Hay derrotas que uno logra sopesar hasta mucho tiempo después: cuando las mira allá adelante, con la experiencia de haber ganado y haber perdido, con el juicio que dan los años; cuando la narrativa de la propia cabeza pasa por lugares mucho más tranquilos y de tierra más firme desde donde se puede mirar hacia ayer con palabras más precisas que las que usamos entonces.
Y es justo ahí en donde ocurre una tragedia: cuando recoges la memorabilia y contrastas lo que fue eso que fuiste con lo que ahora eres, cuando intentas recordar los gestos exactos de aquel día en el que no atinaste a decir lo que dirías, cuando aquello que sentiste entonces no contaba con el nombre que ahora sabes que tiene; cuando te distrajiste, pues, y tomaste el camino que te llevó hasta donde estás pero que, ahora, sabes que no habrías elegido si te hubieran dejado pasar saliva y supieras, como hoy, los colores que no pudiste describir aquel día que no sabías que habrías de recordar esta tarde frente a la luz del semáforo.
No supiste entonces que aquel trastabillo era una derrota y tampoco sabías que habría de venir por ti. Cometiste un error razonable que, incluso ahora, parece no ser tan caro pero que ya no tienes para pagar.
Si eres decente contigo, podrás llegar, desde ciertas rutas, a entender que aquello no fue un error sino un cabo, un recuerdo mal contado. Elegiste hoy desde donde estabas y ni mal ni bien. Normal, lo de todos, lo que hay.

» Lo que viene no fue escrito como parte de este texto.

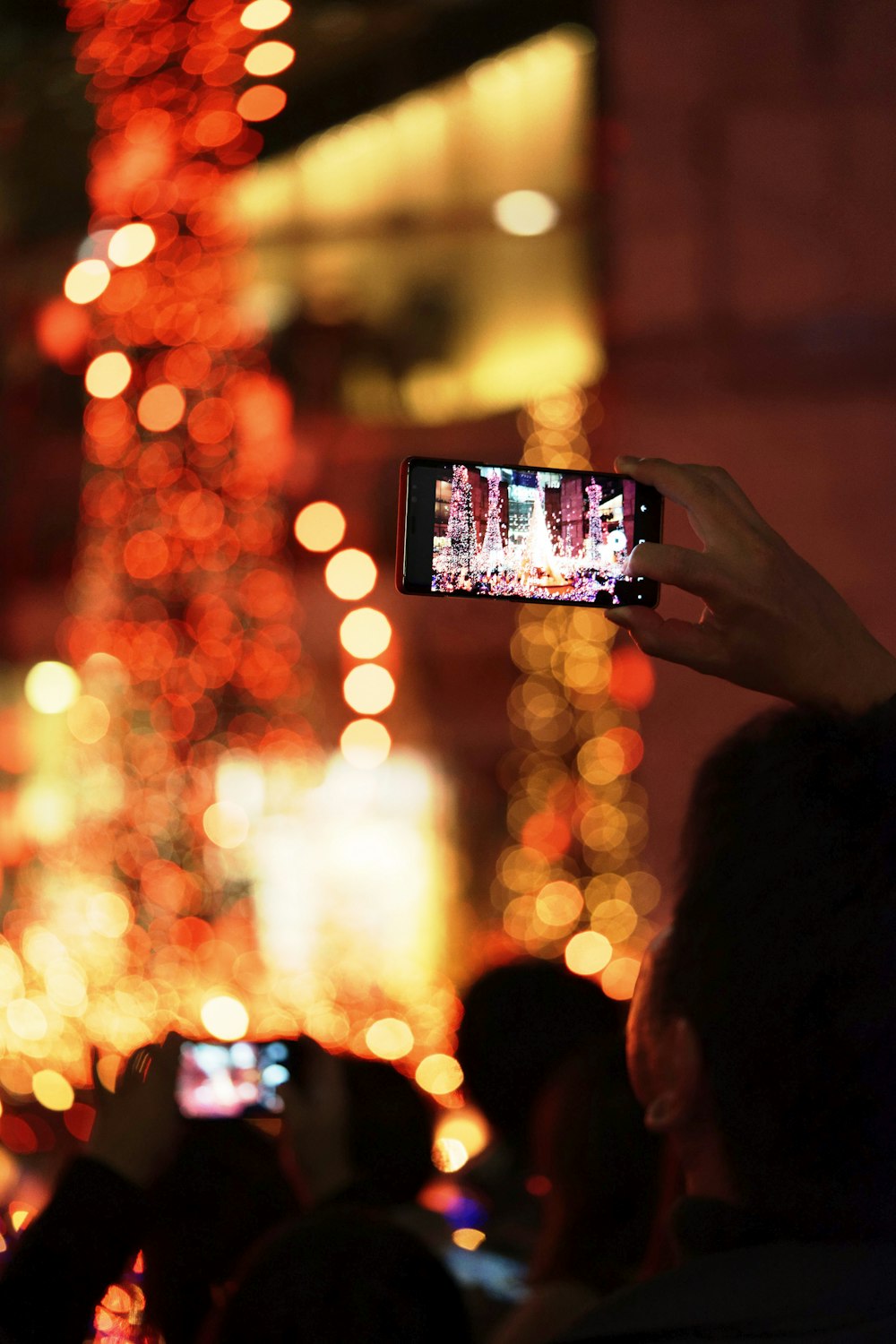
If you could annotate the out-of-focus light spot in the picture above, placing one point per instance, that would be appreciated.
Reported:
(449, 1155)
(587, 953)
(351, 574)
(226, 824)
(559, 905)
(525, 212)
(88, 719)
(241, 782)
(62, 331)
(632, 680)
(161, 408)
(269, 58)
(390, 1038)
(145, 554)
(108, 375)
(131, 245)
(26, 1019)
(320, 526)
(468, 1238)
(225, 1018)
(438, 1074)
(46, 811)
(261, 104)
(366, 744)
(265, 13)
(53, 1090)
(366, 633)
(370, 688)
(108, 914)
(86, 281)
(618, 980)
(51, 687)
(465, 1128)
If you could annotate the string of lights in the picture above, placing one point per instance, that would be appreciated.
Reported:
(570, 882)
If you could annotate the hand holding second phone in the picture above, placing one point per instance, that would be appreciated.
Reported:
(770, 621)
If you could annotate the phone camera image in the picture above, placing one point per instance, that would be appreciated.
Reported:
(226, 1081)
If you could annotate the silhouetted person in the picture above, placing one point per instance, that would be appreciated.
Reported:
(341, 1276)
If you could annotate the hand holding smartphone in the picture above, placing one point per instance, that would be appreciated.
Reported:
(231, 1080)
(527, 534)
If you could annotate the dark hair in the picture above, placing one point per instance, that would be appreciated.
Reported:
(782, 959)
(223, 1191)
(346, 1274)
(605, 1174)
(520, 1021)
(390, 1133)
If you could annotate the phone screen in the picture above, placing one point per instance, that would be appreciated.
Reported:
(220, 1080)
(530, 534)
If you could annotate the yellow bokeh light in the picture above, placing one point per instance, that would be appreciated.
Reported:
(559, 905)
(320, 526)
(366, 633)
(51, 687)
(225, 1018)
(618, 980)
(468, 1238)
(53, 1090)
(370, 688)
(108, 375)
(587, 953)
(351, 574)
(265, 13)
(466, 1128)
(366, 744)
(390, 1038)
(438, 1074)
(525, 214)
(269, 58)
(131, 245)
(88, 719)
(86, 281)
(226, 824)
(449, 1155)
(108, 914)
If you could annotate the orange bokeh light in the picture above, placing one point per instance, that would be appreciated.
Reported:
(269, 58)
(86, 281)
(265, 13)
(161, 408)
(366, 633)
(131, 244)
(587, 953)
(320, 526)
(261, 104)
(351, 574)
(108, 375)
(366, 744)
(370, 688)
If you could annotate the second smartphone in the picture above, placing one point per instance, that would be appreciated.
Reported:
(522, 532)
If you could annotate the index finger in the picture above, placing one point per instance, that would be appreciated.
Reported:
(704, 491)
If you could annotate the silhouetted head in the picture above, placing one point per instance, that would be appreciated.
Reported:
(520, 1021)
(343, 1276)
(390, 1133)
(223, 1191)
(763, 1032)
(603, 1169)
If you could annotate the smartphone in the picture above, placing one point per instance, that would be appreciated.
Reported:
(231, 1080)
(522, 532)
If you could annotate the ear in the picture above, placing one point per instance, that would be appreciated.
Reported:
(677, 1078)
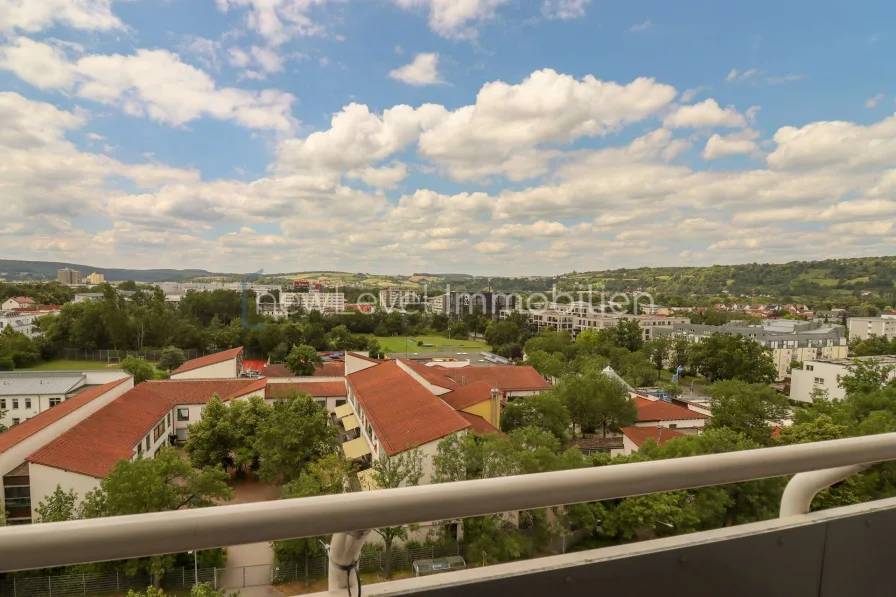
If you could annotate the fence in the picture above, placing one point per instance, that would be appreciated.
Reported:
(76, 354)
(108, 583)
(372, 561)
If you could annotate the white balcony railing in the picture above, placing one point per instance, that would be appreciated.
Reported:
(82, 541)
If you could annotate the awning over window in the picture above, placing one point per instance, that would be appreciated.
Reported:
(356, 448)
(343, 411)
(365, 478)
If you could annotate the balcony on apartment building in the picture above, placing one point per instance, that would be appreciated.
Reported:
(838, 552)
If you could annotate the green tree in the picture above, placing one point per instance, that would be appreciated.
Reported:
(159, 484)
(172, 357)
(303, 360)
(404, 469)
(866, 376)
(724, 356)
(658, 351)
(213, 437)
(246, 416)
(329, 475)
(749, 409)
(545, 411)
(58, 506)
(295, 434)
(141, 369)
(595, 400)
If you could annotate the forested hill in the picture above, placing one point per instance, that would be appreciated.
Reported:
(46, 270)
(832, 278)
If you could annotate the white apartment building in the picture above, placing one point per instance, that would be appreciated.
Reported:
(329, 302)
(576, 317)
(824, 376)
(865, 327)
(398, 297)
(26, 394)
(791, 341)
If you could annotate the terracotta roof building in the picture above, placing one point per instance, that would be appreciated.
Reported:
(220, 365)
(396, 412)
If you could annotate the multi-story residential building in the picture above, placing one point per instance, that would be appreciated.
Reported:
(398, 297)
(788, 340)
(577, 317)
(822, 377)
(329, 302)
(25, 321)
(457, 304)
(69, 276)
(649, 324)
(865, 327)
(96, 297)
(220, 365)
(18, 302)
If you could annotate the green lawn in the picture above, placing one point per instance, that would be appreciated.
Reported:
(63, 365)
(409, 344)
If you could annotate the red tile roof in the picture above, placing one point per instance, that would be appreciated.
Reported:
(478, 425)
(468, 395)
(315, 389)
(95, 445)
(24, 430)
(505, 378)
(660, 410)
(254, 364)
(329, 369)
(660, 435)
(199, 391)
(209, 359)
(402, 412)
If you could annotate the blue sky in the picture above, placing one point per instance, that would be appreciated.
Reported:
(502, 137)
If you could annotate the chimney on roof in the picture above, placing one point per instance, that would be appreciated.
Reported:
(496, 407)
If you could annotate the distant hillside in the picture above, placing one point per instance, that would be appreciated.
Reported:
(46, 270)
(828, 279)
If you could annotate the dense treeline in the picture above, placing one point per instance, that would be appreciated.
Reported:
(838, 280)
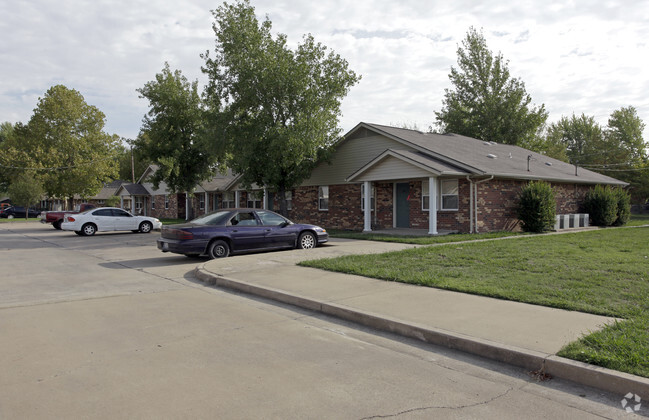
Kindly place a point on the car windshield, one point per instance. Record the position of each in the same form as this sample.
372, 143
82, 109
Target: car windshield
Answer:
216, 218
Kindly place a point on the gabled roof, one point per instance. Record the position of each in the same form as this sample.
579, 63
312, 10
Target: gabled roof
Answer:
220, 182
133, 189
109, 190
417, 159
150, 170
477, 157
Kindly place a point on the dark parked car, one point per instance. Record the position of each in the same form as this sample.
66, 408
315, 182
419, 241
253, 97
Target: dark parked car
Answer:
16, 211
232, 231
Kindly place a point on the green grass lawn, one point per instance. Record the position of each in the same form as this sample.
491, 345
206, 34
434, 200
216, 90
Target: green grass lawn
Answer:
420, 240
20, 219
172, 221
602, 272
639, 220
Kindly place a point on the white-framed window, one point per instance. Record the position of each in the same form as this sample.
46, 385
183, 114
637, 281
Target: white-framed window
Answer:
372, 203
228, 200
425, 195
449, 194
289, 200
254, 199
323, 197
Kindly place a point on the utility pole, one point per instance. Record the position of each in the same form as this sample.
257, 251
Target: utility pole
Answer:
132, 166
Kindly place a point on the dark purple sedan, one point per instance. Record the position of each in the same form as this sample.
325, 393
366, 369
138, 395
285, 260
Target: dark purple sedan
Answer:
233, 231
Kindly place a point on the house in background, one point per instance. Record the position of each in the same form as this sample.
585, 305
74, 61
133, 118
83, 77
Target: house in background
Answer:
413, 180
384, 177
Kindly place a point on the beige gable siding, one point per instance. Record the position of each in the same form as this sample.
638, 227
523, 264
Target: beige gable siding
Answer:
350, 156
392, 168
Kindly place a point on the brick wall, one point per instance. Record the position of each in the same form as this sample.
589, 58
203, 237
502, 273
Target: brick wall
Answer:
160, 211
497, 200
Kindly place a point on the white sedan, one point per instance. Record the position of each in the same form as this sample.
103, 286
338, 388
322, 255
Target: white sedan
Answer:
108, 219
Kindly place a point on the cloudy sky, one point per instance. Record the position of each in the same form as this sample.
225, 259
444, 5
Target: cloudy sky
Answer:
583, 56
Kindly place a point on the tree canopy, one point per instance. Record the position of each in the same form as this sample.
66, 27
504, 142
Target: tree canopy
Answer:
275, 110
617, 150
486, 102
172, 134
64, 145
25, 191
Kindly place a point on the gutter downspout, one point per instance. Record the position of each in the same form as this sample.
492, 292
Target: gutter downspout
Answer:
471, 186
476, 199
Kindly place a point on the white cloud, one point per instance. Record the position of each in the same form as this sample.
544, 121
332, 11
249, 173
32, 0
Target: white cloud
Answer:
574, 56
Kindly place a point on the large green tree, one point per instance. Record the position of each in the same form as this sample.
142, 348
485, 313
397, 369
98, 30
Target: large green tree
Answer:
25, 190
6, 131
173, 134
64, 143
486, 102
626, 152
617, 150
132, 162
276, 110
582, 137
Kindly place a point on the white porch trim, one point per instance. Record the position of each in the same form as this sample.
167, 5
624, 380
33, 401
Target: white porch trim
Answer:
367, 199
432, 204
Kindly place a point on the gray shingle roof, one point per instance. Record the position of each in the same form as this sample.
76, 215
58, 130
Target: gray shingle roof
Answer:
484, 158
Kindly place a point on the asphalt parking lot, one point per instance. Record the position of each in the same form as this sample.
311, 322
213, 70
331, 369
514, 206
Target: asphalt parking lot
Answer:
109, 327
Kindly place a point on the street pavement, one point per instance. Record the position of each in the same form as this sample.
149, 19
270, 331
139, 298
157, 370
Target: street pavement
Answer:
109, 327
521, 334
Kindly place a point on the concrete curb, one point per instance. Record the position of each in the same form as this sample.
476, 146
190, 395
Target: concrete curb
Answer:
559, 367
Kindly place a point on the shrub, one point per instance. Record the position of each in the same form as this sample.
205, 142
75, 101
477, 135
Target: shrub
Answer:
601, 205
536, 207
623, 206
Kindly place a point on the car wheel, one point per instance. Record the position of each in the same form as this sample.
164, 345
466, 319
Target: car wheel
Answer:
145, 227
307, 240
88, 229
218, 249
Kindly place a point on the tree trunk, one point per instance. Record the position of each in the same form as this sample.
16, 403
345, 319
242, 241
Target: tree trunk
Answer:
281, 198
189, 207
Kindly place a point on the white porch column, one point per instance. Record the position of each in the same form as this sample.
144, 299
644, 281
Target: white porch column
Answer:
367, 202
432, 200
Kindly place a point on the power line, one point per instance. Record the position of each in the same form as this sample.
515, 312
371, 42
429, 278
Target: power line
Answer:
57, 168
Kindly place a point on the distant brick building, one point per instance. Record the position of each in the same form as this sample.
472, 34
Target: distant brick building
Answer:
438, 182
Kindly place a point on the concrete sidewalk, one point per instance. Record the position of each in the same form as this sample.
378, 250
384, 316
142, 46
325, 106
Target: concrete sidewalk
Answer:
524, 335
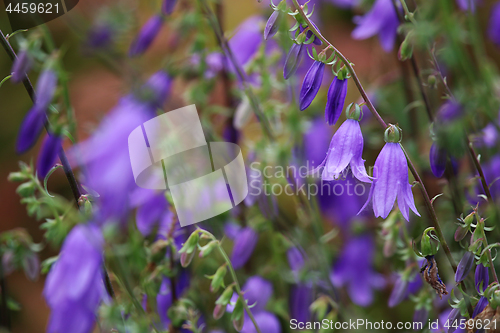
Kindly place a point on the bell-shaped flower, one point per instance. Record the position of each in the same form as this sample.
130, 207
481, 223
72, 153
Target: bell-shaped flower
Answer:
21, 66
293, 59
391, 179
345, 150
335, 99
244, 244
481, 278
146, 36
35, 118
464, 266
48, 154
311, 84
74, 286
383, 20
494, 25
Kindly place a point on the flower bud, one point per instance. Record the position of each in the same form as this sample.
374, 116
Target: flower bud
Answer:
481, 278
272, 25
191, 243
392, 134
293, 59
219, 311
26, 189
225, 297
464, 266
218, 278
18, 177
186, 258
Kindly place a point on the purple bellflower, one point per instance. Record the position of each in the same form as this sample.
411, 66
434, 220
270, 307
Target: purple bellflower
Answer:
35, 118
21, 66
48, 154
345, 150
494, 25
383, 20
146, 36
464, 266
354, 268
293, 60
167, 7
335, 100
391, 179
481, 278
311, 84
272, 25
74, 286
244, 244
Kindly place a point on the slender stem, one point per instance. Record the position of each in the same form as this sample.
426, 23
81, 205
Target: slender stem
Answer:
382, 123
214, 22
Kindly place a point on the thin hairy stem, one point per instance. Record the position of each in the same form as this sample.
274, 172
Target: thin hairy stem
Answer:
427, 200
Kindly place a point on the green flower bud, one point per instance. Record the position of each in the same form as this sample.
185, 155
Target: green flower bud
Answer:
218, 278
393, 134
26, 189
225, 298
191, 243
18, 177
219, 311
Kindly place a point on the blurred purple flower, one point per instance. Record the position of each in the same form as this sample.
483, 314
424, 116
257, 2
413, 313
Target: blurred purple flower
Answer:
391, 181
293, 60
272, 25
383, 20
464, 266
481, 276
354, 268
438, 157
345, 150
494, 25
21, 66
167, 7
335, 100
311, 84
35, 118
301, 298
74, 286
146, 36
47, 157
244, 244
481, 304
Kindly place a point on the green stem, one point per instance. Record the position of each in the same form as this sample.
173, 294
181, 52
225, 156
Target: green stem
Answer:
369, 104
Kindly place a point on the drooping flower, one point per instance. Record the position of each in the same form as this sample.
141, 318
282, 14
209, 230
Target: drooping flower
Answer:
107, 166
244, 244
481, 304
293, 59
464, 266
35, 118
311, 84
48, 154
21, 66
335, 100
74, 286
354, 268
383, 20
481, 278
391, 179
494, 25
345, 150
167, 7
146, 36
272, 25
437, 158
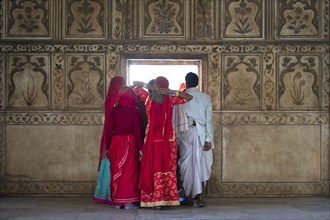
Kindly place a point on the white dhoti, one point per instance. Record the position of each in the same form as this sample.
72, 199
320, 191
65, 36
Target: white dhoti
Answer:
195, 163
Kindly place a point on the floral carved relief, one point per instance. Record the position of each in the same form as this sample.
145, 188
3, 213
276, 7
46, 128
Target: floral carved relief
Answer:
85, 81
269, 81
58, 81
204, 19
243, 18
28, 81
241, 88
298, 18
28, 18
299, 82
164, 17
85, 18
122, 19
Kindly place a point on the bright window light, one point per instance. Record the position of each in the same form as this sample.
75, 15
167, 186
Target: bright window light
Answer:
175, 73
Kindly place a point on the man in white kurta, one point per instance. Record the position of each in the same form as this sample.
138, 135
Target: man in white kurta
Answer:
197, 143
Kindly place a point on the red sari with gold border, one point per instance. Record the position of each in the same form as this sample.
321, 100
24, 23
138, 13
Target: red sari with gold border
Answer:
158, 180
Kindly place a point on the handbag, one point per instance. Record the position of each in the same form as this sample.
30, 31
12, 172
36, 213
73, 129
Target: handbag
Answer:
102, 191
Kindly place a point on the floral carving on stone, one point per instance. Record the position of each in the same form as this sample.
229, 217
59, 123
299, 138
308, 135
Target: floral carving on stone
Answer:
299, 82
122, 19
28, 18
241, 89
28, 81
299, 18
164, 17
85, 81
204, 19
85, 18
243, 18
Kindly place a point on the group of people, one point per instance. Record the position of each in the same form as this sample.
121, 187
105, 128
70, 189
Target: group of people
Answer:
149, 132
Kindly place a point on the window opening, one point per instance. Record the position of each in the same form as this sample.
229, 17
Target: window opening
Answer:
174, 70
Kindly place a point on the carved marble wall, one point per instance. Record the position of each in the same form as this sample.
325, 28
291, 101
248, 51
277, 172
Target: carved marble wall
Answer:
264, 63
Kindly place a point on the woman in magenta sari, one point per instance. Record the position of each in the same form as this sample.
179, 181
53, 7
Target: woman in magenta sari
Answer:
116, 84
125, 138
158, 180
102, 191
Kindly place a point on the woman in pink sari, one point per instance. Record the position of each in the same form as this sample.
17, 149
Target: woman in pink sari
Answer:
101, 194
125, 137
158, 180
116, 84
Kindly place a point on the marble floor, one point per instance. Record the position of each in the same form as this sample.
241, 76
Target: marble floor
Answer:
83, 208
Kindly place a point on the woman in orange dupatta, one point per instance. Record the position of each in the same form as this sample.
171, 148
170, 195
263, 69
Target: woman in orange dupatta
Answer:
123, 152
116, 84
158, 180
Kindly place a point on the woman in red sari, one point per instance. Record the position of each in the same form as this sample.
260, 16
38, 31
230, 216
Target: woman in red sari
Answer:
116, 84
102, 190
158, 180
125, 136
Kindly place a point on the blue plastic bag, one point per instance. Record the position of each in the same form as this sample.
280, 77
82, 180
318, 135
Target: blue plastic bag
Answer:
102, 191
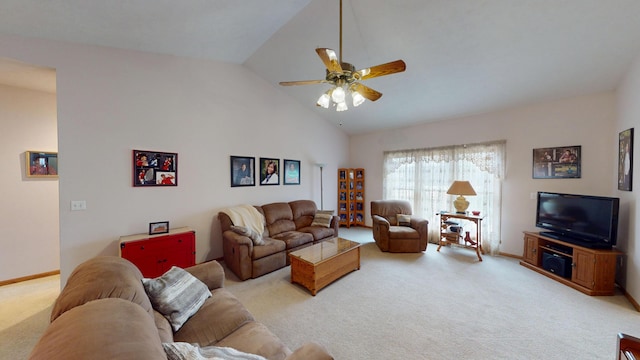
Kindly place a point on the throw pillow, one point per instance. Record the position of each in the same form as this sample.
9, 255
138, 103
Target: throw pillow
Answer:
250, 233
177, 295
322, 218
186, 351
404, 220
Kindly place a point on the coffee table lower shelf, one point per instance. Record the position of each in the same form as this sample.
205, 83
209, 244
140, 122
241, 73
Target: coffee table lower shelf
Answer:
315, 275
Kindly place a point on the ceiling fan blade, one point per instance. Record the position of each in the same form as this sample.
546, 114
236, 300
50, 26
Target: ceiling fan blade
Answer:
382, 70
366, 91
303, 82
330, 59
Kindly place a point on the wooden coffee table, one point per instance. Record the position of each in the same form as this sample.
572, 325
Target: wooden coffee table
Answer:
319, 265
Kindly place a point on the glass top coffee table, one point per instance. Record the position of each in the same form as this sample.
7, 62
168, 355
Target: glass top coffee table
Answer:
319, 265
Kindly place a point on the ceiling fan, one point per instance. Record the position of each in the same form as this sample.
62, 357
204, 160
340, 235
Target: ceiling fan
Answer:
345, 78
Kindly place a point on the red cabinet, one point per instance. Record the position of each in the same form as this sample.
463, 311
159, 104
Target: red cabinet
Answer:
155, 254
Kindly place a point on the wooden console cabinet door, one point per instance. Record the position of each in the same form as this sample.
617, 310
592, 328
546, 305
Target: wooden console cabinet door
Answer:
156, 254
594, 270
531, 249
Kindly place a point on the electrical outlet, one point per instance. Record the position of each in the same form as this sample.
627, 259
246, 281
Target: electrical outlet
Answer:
78, 205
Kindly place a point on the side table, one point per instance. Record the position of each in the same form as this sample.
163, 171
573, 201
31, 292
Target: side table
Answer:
449, 240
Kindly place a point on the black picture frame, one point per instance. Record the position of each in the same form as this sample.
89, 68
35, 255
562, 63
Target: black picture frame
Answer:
625, 160
154, 168
563, 162
269, 179
41, 164
291, 172
242, 171
160, 227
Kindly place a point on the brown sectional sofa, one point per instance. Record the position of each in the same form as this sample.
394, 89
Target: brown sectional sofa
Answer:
103, 312
288, 228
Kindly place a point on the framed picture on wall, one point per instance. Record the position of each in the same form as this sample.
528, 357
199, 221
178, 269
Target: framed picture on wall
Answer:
269, 171
242, 171
625, 160
291, 172
155, 168
161, 227
41, 164
557, 162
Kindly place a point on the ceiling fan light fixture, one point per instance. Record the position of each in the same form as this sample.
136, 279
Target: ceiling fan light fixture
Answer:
358, 99
338, 95
324, 100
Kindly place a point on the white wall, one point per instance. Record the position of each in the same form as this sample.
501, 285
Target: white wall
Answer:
587, 121
113, 101
629, 117
29, 210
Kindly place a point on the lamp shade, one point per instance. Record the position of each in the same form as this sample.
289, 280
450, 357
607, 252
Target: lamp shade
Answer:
461, 188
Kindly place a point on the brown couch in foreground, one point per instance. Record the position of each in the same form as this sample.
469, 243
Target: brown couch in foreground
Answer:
288, 228
393, 235
104, 312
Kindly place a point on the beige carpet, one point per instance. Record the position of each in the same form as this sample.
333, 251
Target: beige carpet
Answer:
443, 305
434, 305
24, 314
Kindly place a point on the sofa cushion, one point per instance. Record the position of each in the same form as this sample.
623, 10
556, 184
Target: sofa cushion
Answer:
177, 295
221, 315
270, 247
293, 239
404, 220
403, 232
250, 233
102, 277
321, 219
103, 329
263, 341
186, 351
319, 232
279, 218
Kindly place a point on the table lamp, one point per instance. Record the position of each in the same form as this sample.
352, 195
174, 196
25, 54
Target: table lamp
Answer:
461, 188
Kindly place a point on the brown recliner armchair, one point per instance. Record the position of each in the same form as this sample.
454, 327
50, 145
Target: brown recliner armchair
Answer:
397, 236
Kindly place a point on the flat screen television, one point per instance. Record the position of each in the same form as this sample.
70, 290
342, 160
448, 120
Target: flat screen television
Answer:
589, 221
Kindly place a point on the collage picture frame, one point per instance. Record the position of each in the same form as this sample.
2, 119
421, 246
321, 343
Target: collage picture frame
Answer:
154, 168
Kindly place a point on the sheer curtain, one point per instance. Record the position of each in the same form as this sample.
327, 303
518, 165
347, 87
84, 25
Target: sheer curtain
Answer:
423, 176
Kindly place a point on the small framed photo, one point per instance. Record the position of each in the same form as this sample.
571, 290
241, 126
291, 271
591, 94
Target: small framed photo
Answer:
155, 168
291, 172
269, 171
161, 227
242, 171
625, 160
41, 164
557, 162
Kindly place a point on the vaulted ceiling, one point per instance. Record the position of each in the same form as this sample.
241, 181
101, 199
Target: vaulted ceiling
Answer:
463, 57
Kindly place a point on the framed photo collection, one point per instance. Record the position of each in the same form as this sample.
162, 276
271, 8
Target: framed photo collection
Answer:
243, 171
155, 168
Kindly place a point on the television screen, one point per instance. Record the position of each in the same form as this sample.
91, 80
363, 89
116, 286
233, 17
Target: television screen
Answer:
581, 218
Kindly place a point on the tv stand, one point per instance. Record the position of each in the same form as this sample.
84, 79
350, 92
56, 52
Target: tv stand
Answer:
575, 241
592, 271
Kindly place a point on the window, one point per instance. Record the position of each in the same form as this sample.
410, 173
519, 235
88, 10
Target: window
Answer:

Pero aprietas la boca, tienes esa costumbre, y antes de quitar el clutch vuelves a castigarte porque desde ahí, desde las palabras que ya no dices, piensas sin certidumbre que quizás la vida que querías se quedó colgada del árbol que no escalaste cuando te espantaban las alturas, que la vida que querías se te cayó de la mano cuando dudaste con cuánta fuerza tomarla, que la vida que querías se te fue del paisaje cuando asomaste los ojos por encima del horizonte pensando que algo brillaba allá adelante. Pensando.
Ésa es la derrota de la batalla que no luchaste, Ése es el error que cometiste un día sin saberlo, sin creer incluso ahora que aquello fue un desacierto; esa es la tragedia que no vas a poder contarle a nadie.
No un gigante que te aplasta, sino una tara crónica con la que habrás de vivir hasta que ya no puedas. Un reproche que habrás de hacerte de vez en vez con la luz apagada, un pacto de silencio con tu propio corazón.
Desde ahí, sabrás que cada uno de tus pasos va en una dirección incorrecta porque no viraste donde debías virar. Nomás tú sabes dónde. Todos sabemos nuestro propio dónde.
Y aunque en cada día de tus días de hoy amanece en punto a la hora de la luz; tú sabes, como todos, que vives la vida que se puede y no aquella que querías.